Full review
OpenEvidence CAIHL draft report
Evidence-linked HugoScore draft report for a health AI tool that affects patients.
HugoScore CAIHL Draft Report: OpenEvidence
Status: Draft for human review Last reviewed: 2026-06-10 Review method: Deep public-source review of official product, user guide, Visits, patient handout, after-visit summary, privacy, terms, and partnership announcement materials; no clinician account testing, patient-facing deployment review, vendor interview, or independent accuracy evaluation. Service: OpenEvidence Vendor: OpenEvidence Inc. Category: Clinical decision support / medical evidence platform
Summary
OpenEvidence is an AI medical knowledge and clinical decision-support platform for healthcare professionals. Public materials describe evidence-grounded answers using sources and partnerships that include NEJM, JAMA, NCCN, Wiley, Cochrane, and medical societies. The product also includes clinician workflow features such as Visits, clinical note drafting, after-visit summaries, patient handouts, patient profiles, uploaded documents, and patient-specific questions.
From a CAIHL perspective, OpenEvidence is patient-affecting but not patient-directed. It may improve clinician evidence access and help produce clearer patient-facing materials, but patients are not the primary users. The key agency issue is that a patient may be affected by OpenEvidence-informed documentation, treatment reasoning, or education without being able to use the same tool, inspect the same reasoning, correct the patient context, or challenge the output at the source.
Evidence Reviewed
- OpenEvidence homepage: https://www.openevidence.com/
- User guide: https://www.openevidence.com/user-guide
- Visits overview: https://www.openevidence.com/user-guide/visits-overview
- Patient handouts: https://www.openevidence.com/user-guide/patient-handouts
- After Visit Summary: https://www.openevidence.com/user-guide/visits-avs
- Patients guide: https://www.openevidence.com/user-guide/visits-patients
- Visits launch announcement: https://www.openevidence.com/announcements/visits-real-time-medical-intelligence
- Cedars-Sinai partnership announcement: https://www.openevidence.com/announcements/openevidence-partners-with-cedars-sinai-to-create-patient-aware-clinical-intelligence-with-agentic-clinical-ai
- Privacy policy: https://www.openevidence.com/policies/privacy
- Terms of use: https://www.openevidence.com/policies/terms
CAIHL Profile
- Who does this AI serve? Clinicians and health systems. Official materials frame the platform as intended for physicians, clinicians, verified HCPs, and healthcare-professional workflows.
- Can patients tell AI is involved? Unclear. Public user-facing pages are transparent to clinicians, but patient-facing notice for evidence answers, patient handouts, after-visit summaries, visit recording, or EHR-integrated use was not visible.
- Can patients meaningfully choose? Not established. Patients generally do not appear to choose whether a clinician uses OpenEvidence; recording, EHR-context use, and patient-specific AI analysis require deployment review.
- Can patients correct or challenge what the AI produces? Not established. Clinicians can review and edit outputs, but public materials do not show a patient-accessible route to inspect prompts, sources, reasoning, extracted patient context, or AI-shaped outputs.
- Does it help patients understand or act? Indirectly. Patient handouts and after-visit summaries can support understanding, but they remain clinician-mediated outputs rather than patient-controlled research or advocacy tools.
Agency Interpretation
OpenEvidence belongs near the institutional end of the HugoScore axis. It is patient-affecting because evidence answers, visit notes, summaries, record context, and clinical recommendations can influence the care a patient receives. It is not patient-directed because the primary user, account holder, evaluator, and editor is the clinician or health system.

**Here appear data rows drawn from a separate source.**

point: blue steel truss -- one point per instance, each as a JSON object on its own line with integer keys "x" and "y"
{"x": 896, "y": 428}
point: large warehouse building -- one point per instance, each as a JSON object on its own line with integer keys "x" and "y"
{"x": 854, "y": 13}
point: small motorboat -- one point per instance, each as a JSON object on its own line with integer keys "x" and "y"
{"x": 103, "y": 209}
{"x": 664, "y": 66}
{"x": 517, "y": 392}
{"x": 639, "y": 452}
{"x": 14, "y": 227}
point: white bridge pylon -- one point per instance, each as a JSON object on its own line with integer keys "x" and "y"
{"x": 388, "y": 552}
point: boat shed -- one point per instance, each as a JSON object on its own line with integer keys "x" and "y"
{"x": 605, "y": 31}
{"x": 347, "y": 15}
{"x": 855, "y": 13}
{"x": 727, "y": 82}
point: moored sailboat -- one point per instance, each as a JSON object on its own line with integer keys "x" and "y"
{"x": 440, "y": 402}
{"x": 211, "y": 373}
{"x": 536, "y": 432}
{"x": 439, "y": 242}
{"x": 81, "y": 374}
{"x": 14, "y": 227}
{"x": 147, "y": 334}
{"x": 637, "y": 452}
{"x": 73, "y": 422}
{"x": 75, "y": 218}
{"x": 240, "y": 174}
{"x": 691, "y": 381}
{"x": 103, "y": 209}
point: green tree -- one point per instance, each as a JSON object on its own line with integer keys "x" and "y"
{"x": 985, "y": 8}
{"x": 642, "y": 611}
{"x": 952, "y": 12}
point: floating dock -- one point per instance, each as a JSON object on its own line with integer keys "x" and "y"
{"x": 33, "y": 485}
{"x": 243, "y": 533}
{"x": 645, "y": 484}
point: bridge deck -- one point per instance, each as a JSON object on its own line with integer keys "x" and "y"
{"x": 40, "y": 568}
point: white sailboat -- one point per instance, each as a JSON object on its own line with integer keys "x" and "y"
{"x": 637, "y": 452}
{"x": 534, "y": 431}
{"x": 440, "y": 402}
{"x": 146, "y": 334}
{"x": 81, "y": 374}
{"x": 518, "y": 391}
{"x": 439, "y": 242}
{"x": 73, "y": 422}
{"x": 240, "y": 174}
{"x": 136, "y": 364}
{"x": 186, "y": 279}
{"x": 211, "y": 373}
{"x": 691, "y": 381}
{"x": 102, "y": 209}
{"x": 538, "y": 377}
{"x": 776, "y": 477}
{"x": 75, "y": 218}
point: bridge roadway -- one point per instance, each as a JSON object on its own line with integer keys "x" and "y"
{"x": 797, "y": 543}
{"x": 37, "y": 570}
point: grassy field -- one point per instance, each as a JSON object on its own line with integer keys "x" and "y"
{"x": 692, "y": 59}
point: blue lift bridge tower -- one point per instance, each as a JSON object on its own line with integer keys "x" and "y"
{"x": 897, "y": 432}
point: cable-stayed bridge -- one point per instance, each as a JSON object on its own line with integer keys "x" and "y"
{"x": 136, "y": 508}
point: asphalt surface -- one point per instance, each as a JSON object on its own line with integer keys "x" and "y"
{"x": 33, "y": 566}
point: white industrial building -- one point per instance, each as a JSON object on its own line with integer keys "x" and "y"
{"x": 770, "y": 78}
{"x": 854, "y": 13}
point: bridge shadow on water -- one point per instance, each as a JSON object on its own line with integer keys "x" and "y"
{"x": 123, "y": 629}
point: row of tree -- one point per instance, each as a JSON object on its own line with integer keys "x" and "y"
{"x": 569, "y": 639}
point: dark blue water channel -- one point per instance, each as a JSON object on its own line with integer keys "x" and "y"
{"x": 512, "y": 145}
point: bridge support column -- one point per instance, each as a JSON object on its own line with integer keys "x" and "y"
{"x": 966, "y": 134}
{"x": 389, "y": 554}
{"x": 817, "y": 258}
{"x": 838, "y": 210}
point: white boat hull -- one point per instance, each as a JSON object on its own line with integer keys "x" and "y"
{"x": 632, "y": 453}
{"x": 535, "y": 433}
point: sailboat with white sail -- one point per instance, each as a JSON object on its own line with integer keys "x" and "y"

The best case is that OpenEvidence helps clinicians bring better evidence into the room and produce clearer patient materials. The CAIHL risk is that the patient experiences the tool only as downstream authority: the answer, note, or recommendation arrives through the clinician, while the affected person cannot interrogate the same system, correct the context, or challenge the output at the source.
Key Unknowns
- Whether patients are told when OpenEvidence informs a clinical answer, after-visit summary, patient handout, note, diagnosis, or treatment discussion.
- Whether patients can refuse Visits recording, EHR-context use, or patient-specific AI analysis.
- Whether patients can see the sources, uncertainty, and patient-record facts used in a patient-specific answer.
- Whether patients can correct extracted patient data, generated notes, handouts, or after-visit summaries.
- How sponsored programs and advertising are separated from clinical answers, patient handouts, and clinician education.
- What independent evidence exists for accuracy, bias, completeness, specialty performance, patient communication quality, and safety.
Publication Recommendation
Ready for human review as a draft profile. Keep confidence at medium until patient-facing notice, refusal, correction, independent evaluation, and deployment-specific data workflows are verified.